Hillary shocked – shocked! – at rising costs of Obamacare
At a campaign event in Virginia yesterday, Hillary Clinton appeared dumbfounded when a small business owner told her of the drastic rise in costs for health insurance under Obamacare. Jena Lifhits of the Weekly Standard summarizes (video below):
"A $400 increase, assuming you didn't have some terrible healthcare event, which it doesn't sound like you did," Clinton said at a campaign event in Virginia. "I don't understand."
The voter told Clinton that her health insurance plan had a rigid income cut-off that was preventing her from qualifying for subsidies.
"I have seen our health insurance for my own family go up $500 a month in the last two years," the voter said. "We went from $400-something to $900-something … we're just fighting to keep benefits for ourselves."
The woman said that she was also finding it difficult to provide benefits for her employees.
"The thought of being able to provide benefits to your employees is almost secondary. Yet, to keep your employees happy, that's a question that comes across my desk all the time," she said.
Clinton offered numerous solutions but avoided addressing the source of the problem.

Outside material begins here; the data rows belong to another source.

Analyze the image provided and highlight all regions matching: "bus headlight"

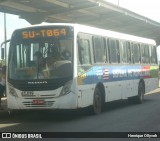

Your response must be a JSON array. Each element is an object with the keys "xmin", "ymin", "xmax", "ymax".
[
  {"xmin": 8, "ymin": 85, "xmax": 18, "ymax": 97},
  {"xmin": 59, "ymin": 81, "xmax": 72, "ymax": 96}
]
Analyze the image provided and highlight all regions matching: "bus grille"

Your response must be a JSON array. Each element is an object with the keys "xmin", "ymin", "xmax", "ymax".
[{"xmin": 22, "ymin": 99, "xmax": 55, "ymax": 108}]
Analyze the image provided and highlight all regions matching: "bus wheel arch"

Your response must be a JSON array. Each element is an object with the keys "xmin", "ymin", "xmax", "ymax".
[{"xmin": 92, "ymin": 83, "xmax": 105, "ymax": 114}]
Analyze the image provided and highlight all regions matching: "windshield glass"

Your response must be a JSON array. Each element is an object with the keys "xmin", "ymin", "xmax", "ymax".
[{"xmin": 8, "ymin": 25, "xmax": 73, "ymax": 80}]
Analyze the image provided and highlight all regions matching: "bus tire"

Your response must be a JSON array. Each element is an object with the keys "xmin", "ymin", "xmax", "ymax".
[
  {"xmin": 92, "ymin": 87, "xmax": 103, "ymax": 115},
  {"xmin": 136, "ymin": 81, "xmax": 145, "ymax": 104},
  {"xmin": 128, "ymin": 81, "xmax": 145, "ymax": 104}
]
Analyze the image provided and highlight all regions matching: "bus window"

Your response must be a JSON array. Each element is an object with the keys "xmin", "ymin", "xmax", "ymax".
[
  {"xmin": 150, "ymin": 46, "xmax": 157, "ymax": 64},
  {"xmin": 127, "ymin": 42, "xmax": 133, "ymax": 64},
  {"xmin": 78, "ymin": 39, "xmax": 91, "ymax": 65},
  {"xmin": 93, "ymin": 37, "xmax": 106, "ymax": 63},
  {"xmin": 132, "ymin": 43, "xmax": 140, "ymax": 63},
  {"xmin": 120, "ymin": 41, "xmax": 128, "ymax": 63},
  {"xmin": 109, "ymin": 39, "xmax": 120, "ymax": 63}
]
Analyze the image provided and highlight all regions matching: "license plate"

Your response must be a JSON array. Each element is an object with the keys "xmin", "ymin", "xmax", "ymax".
[{"xmin": 32, "ymin": 100, "xmax": 45, "ymax": 105}]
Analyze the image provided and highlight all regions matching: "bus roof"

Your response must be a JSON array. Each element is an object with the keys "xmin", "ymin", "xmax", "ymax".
[{"xmin": 13, "ymin": 23, "xmax": 156, "ymax": 45}]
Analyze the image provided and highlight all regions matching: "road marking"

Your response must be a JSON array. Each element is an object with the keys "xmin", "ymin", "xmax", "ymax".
[{"xmin": 145, "ymin": 88, "xmax": 160, "ymax": 95}]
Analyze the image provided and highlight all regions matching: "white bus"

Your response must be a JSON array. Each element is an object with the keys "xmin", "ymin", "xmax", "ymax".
[{"xmin": 6, "ymin": 23, "xmax": 158, "ymax": 114}]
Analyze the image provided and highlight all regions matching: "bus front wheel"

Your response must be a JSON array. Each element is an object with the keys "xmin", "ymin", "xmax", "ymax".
[{"xmin": 136, "ymin": 82, "xmax": 145, "ymax": 104}]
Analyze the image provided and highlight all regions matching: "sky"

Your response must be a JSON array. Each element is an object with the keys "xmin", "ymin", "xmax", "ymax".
[
  {"xmin": 106, "ymin": 0, "xmax": 160, "ymax": 22},
  {"xmin": 0, "ymin": 0, "xmax": 160, "ymax": 57}
]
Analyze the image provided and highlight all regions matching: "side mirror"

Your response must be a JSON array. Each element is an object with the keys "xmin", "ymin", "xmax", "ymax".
[{"xmin": 55, "ymin": 60, "xmax": 73, "ymax": 77}]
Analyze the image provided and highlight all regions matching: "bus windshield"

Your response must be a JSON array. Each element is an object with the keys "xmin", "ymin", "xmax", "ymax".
[{"xmin": 8, "ymin": 27, "xmax": 73, "ymax": 86}]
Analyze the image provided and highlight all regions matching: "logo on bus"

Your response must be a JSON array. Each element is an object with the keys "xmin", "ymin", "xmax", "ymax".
[{"xmin": 21, "ymin": 91, "xmax": 35, "ymax": 97}]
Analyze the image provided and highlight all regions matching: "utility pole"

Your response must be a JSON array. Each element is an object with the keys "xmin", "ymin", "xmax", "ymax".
[{"xmin": 4, "ymin": 13, "xmax": 7, "ymax": 65}]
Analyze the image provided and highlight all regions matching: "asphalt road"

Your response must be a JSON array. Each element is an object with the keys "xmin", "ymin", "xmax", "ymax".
[{"xmin": 0, "ymin": 89, "xmax": 160, "ymax": 141}]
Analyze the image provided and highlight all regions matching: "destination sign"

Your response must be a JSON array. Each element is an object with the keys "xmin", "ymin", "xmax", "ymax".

"What you're saying is one of the real worries that we're facing with the cost of health insurance because the costs are going up in a lot of markets. Not all, but many markets," Clinton said. "I think that the Affordable Care Act is a big step forward for the vast majority of Americans, but we have to look at out of pocket costs, copays, deductibles, premiums."
Back in 1993, when Hillarycare threatened to cause the same sorts of problems, Rodham Clinton had a much more forthright answer:
"I can't be responsible for every undercapitalized entrepreneur in America," Mrs. Clinton said in 1993, responding to charges that her plan would bankrupt businesses and cut employment.
For some reason, she didn’t ask the woman in Virginia how well capitalized she is.
“Looking at” out-of-pocket costs, co-pays, deductibles, premiums is unlikely to help small business owners, when the fundamental design of Obamacare encourages the healthy to avoid signing up and the unhealthy to take advantage.